Well, things certainly look suitably Breakout-ish to begin with. You're presented with a group of bricks, twelve wide by seven high, pressing fire releases the ball, and you must continually deflect it with your bat at the bottom of the screen, which is apparently piloted by Mario (sigh), until all the bricks are gone. That's it. Despite waiting for something to happen, nothing did. So, taking the little bricks out, one-by-one, is your sole job. The next stage sees a similar arrangement of bricks continuously scrolling across the top of the screen. Other than that it's the same routine as before. The next stage initially appears the same as the first but then the ceiling starts to slowly descend. Then, something did happen - a bonus round! These occur between every three normal stages and actually see the blocks collectively form more interesting shapes such as Mario and other characters from his games.
These bonus stages are timed and increase the power of your ball significantly. It's now capable of ploughing through all bricks in its path until it's rebounded by the wall as usual and you can't lose a life on these stages either. There are twenty-four numbered stages in all as well as eight bonus stages and later stages sprinkle a few indestructible bricks amongst the normal ones, but this is pretty much the extent of the variety between stages. After the twenty-fourth stage the game will loop back to the beginning. The graphics are very limited and rather lacking in detail as you might expect. One of the differences between Alleyway and Breakout gives the thumbs-up to Atari's game which does of course have colour graphics! Okay, maybe not the very first version but still! The shades of bricks here have different points values but this is pretty meaningless considering you have always have to destroy all of them anyway. The audio is also far from ground-breaking with minimal effects and infrequent music.

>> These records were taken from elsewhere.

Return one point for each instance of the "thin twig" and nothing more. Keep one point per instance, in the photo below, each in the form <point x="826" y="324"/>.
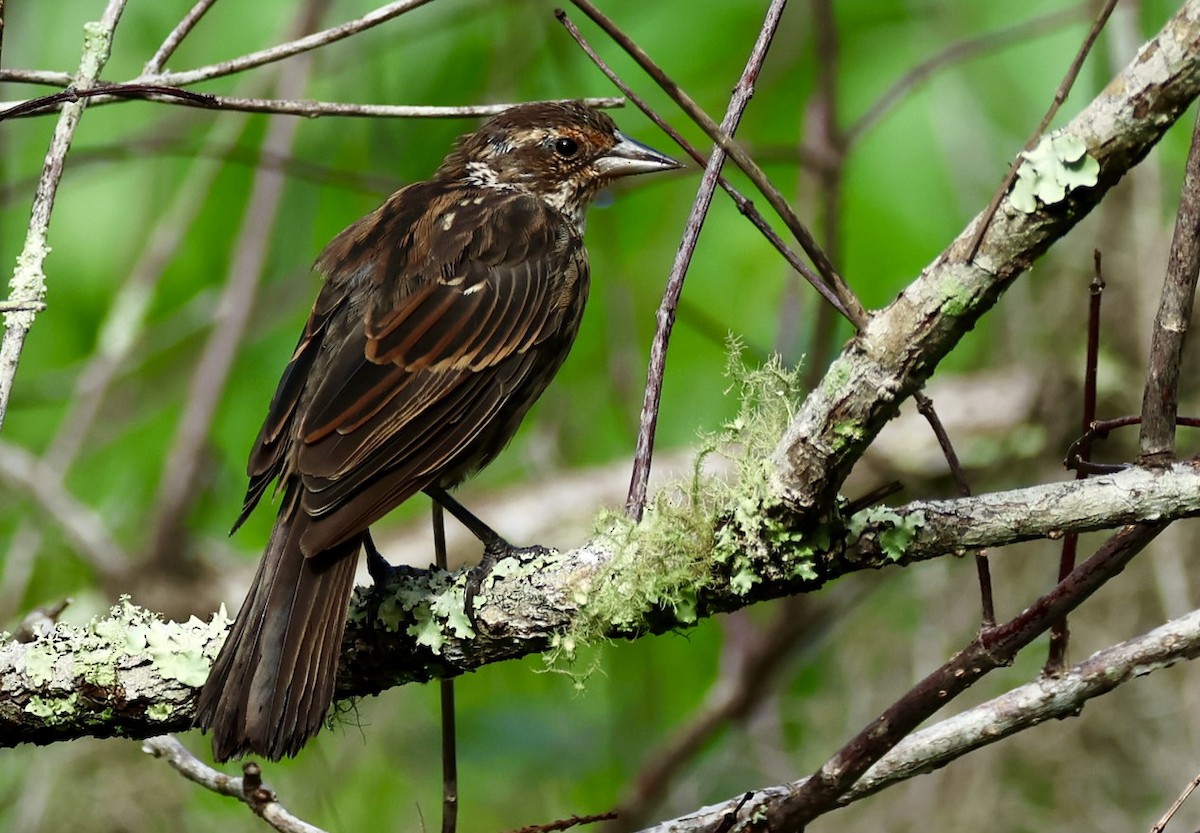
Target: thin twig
<point x="850" y="303"/>
<point x="742" y="94"/>
<point x="45" y="77"/>
<point x="994" y="648"/>
<point x="28" y="285"/>
<point x="282" y="51"/>
<point x="798" y="624"/>
<point x="1161" y="399"/>
<point x="567" y="823"/>
<point x="955" y="53"/>
<point x="1060" y="634"/>
<point x="983" y="568"/>
<point x="1060" y="96"/>
<point x="1161" y="825"/>
<point x="744" y="205"/>
<point x="155" y="91"/>
<point x="304" y="107"/>
<point x="827" y="145"/>
<point x="177" y="490"/>
<point x="181" y="30"/>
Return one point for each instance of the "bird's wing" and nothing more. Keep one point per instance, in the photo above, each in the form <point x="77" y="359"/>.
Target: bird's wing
<point x="433" y="339"/>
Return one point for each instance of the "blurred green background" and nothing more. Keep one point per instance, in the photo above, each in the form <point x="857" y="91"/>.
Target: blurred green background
<point x="532" y="748"/>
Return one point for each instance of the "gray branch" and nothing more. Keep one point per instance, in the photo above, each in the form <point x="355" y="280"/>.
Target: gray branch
<point x="135" y="676"/>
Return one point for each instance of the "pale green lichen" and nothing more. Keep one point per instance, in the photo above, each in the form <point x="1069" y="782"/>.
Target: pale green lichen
<point x="689" y="528"/>
<point x="1056" y="166"/>
<point x="40" y="664"/>
<point x="898" y="533"/>
<point x="160" y="712"/>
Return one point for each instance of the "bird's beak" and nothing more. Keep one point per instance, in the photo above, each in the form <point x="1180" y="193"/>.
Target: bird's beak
<point x="629" y="157"/>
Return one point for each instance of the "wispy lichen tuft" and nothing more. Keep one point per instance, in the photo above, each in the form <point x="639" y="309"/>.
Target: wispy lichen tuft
<point x="694" y="529"/>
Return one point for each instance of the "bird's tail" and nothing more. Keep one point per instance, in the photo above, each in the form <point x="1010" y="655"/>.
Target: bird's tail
<point x="273" y="683"/>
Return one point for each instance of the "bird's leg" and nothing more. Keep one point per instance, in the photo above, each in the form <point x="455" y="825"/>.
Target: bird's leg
<point x="486" y="535"/>
<point x="495" y="547"/>
<point x="378" y="568"/>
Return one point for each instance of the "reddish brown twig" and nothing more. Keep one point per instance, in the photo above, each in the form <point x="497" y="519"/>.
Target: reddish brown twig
<point x="1056" y="654"/>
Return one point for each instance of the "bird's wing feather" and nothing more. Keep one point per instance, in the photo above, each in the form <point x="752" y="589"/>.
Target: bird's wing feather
<point x="456" y="325"/>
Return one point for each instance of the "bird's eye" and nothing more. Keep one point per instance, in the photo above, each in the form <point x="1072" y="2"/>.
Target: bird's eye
<point x="567" y="147"/>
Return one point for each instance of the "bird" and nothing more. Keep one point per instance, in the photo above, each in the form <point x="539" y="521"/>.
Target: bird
<point x="443" y="316"/>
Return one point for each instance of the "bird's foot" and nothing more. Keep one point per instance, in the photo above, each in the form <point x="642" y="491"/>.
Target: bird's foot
<point x="382" y="573"/>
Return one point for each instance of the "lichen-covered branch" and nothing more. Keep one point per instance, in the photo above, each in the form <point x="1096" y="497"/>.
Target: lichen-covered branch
<point x="1015" y="711"/>
<point x="131" y="675"/>
<point x="905" y="341"/>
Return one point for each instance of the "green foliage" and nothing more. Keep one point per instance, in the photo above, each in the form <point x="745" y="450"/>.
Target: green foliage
<point x="910" y="184"/>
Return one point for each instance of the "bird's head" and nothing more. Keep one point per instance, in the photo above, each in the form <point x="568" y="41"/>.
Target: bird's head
<point x="563" y="153"/>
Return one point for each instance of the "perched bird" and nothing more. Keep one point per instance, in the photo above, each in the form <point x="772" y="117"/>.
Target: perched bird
<point x="443" y="316"/>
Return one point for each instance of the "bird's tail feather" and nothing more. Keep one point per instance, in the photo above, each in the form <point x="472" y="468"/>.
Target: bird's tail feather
<point x="273" y="682"/>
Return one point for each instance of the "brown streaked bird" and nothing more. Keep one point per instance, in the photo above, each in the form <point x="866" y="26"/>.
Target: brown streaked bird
<point x="444" y="315"/>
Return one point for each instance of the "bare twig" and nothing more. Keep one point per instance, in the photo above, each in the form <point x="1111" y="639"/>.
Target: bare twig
<point x="1035" y="703"/>
<point x="742" y="94"/>
<point x="37" y="77"/>
<point x="1060" y="96"/>
<point x="983" y="569"/>
<point x="1161" y="399"/>
<point x="850" y="303"/>
<point x="567" y="823"/>
<point x="249" y="789"/>
<point x="798" y="623"/>
<point x="183" y="460"/>
<point x="1161" y="825"/>
<point x="282" y="51"/>
<point x="744" y="205"/>
<point x="71" y="95"/>
<point x="304" y="107"/>
<point x="28" y="285"/>
<point x="181" y="30"/>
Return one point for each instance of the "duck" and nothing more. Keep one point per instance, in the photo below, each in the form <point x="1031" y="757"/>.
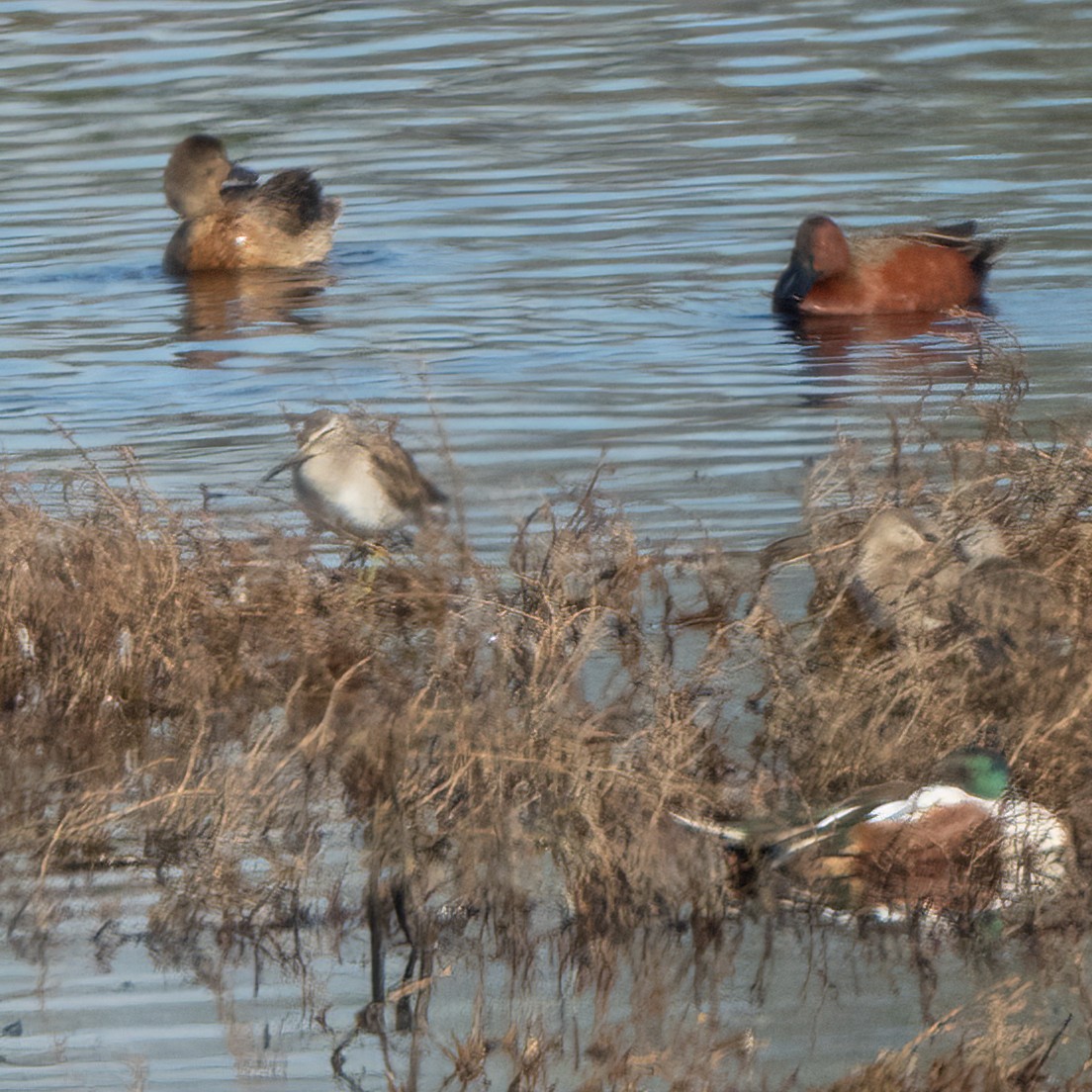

Overall then, to answer the question I asked earlier - regrettably it appears that the great (and, sadly, late) Yokoi-san did not have a limitless talent. He's made some great games of course, in addition to the superb hardware he developed, but this isn't really one of them. It's perfectly playable as a five or ten minute time-killer on a train journey or something like that but it's far too repetitive a game to play for any extended period. Taito set a new benchmark for the genre two years prior to this game with their superb Arkanoid but, far from picking up where they left off, Alleyway is actually a regression. There's no power-ups, no interfering aliens, no creatively designed stages. Nintendo did, however, go to the effort of forcibly injecting Mario into a game that really didn't need or benefit from his presence. He wasn't even featured in the marketing for the game as far as I know either so it's not like it was just done to sell a few more copies. Oh well, I'd stick to Arkanoid if I were you, or if you really need a portable game of this type, go for Sega's Woody Pop instead.